You gotta be carefull with over head links and Fiber if its going to get tossed around alot by the wind some breakage may occur. Its worth getting it put in the ground just to see one of those mole machines in action :lol:
Or just do like I have done in the past, - spade, pick axe, and some hard digging, makes life far far cheaper, and saves on the need to go to they gym :D
... or make more productive use of the PE departments detentions? :lol:Quote:
Originally Posted by john
Rats, I wish I had thought of that one before! But as I did the work in the holidays it would not have been easy to get the kids to do it, but for future jobs I will remember it.Quote:
Originally Posted by ChrisH
Thanks for the replies.
It's a public highway, not ours. We did get a cheaper quote for going under the road from a local contractor, but the county council won't let them dig up the road unless the staff they use have some sort of 'road digging up' certificate, which will cost them and thus push up the quote considerably!
There is a BT conduit under the road, but they won't let us use it. Apparently they did allow others to use their conduits in the past, but had lots of problems with their own cables being damaged so they stopped.
So the only options I can see are a WIFI link which will almost certainly be too slow, or laser or microwave links which are more expensive and require ongoing specialist servicing (yet more costs).

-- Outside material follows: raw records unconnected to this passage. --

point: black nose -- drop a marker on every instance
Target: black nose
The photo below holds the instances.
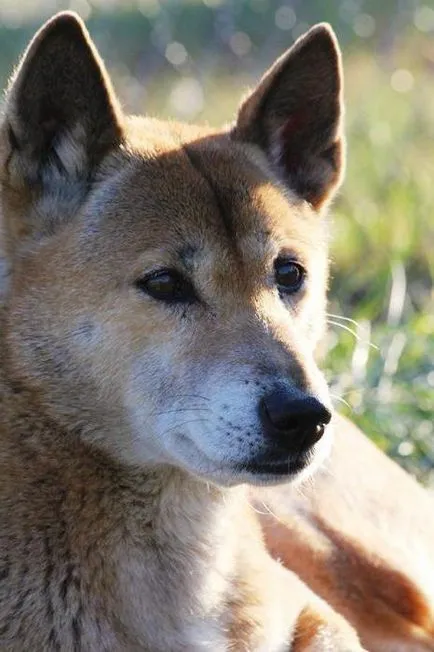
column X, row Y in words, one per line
column 294, row 419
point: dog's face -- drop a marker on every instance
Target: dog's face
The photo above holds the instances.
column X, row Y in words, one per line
column 167, row 284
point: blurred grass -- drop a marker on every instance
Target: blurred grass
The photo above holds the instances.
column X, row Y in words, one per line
column 382, row 374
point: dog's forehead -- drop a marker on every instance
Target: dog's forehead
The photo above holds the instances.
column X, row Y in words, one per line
column 182, row 194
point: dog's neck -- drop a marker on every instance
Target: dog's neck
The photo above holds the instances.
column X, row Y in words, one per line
column 149, row 538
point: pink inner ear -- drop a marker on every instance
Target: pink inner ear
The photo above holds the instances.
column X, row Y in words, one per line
column 290, row 148
column 295, row 123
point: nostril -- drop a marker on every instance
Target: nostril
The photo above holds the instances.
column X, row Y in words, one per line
column 283, row 413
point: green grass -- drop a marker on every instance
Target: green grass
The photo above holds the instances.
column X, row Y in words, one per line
column 384, row 265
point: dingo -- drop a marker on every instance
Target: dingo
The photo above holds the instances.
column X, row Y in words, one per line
column 163, row 294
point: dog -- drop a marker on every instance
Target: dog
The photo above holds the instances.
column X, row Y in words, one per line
column 163, row 293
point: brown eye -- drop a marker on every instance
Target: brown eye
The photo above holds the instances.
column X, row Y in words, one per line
column 167, row 285
column 289, row 275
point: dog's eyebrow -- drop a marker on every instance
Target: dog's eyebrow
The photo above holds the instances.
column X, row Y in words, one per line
column 222, row 202
column 187, row 255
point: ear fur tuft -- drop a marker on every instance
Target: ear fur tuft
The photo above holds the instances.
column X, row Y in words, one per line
column 295, row 116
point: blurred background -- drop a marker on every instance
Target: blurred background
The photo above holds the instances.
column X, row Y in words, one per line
column 193, row 59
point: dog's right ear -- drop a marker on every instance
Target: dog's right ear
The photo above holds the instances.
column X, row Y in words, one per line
column 61, row 114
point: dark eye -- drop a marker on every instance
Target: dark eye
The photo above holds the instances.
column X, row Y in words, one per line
column 167, row 285
column 289, row 275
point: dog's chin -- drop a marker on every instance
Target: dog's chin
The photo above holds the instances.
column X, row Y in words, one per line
column 260, row 470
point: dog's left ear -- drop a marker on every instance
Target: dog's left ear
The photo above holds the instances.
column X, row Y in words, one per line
column 295, row 116
column 61, row 114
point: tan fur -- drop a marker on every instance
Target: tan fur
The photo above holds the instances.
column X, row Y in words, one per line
column 361, row 535
column 129, row 427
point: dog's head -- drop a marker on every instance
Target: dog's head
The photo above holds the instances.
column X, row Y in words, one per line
column 167, row 282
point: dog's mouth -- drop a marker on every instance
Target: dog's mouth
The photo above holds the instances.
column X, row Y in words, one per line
column 284, row 465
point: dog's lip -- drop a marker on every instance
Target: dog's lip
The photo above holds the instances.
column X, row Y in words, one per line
column 282, row 467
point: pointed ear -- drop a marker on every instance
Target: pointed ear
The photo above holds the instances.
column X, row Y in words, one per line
column 61, row 114
column 295, row 116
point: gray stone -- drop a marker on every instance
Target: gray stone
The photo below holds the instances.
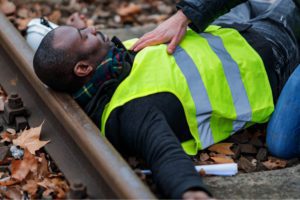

The way I see it is if a job is worth doing, and clearly this link is going to be used, its worth doing it properly otherwise you will spend your life chasing after it. You could try and tie in the fibre optics with something like future VOIP teleco provisions to the building, CCTV provisions and anything else where the fibre may be used.
Another option might be to get a company in to lay a conduit for you, which would mean that you could get a cheaper networking company to lay the fibre. Just a thought ;)
On the subject of overhead cabling, I used it last year to cable two buildings on the very cheap. We were having a building renovated so we asked the guys to put up the catenary and drill the holes into the building and I run the route inside and connected everything.
The catenary wire cost me £40 and external grade cat5 was £60 for 305m.
Had to do it in a rush so there's a few sags which looks pants but I ran 3 wires across and so theres some redundancy.
You would do very well to run it without any kinks, especially with three cables im sure it's fine :D
What about asking BT to run a fibre for you MrL? - they could run it in thier existing conduit.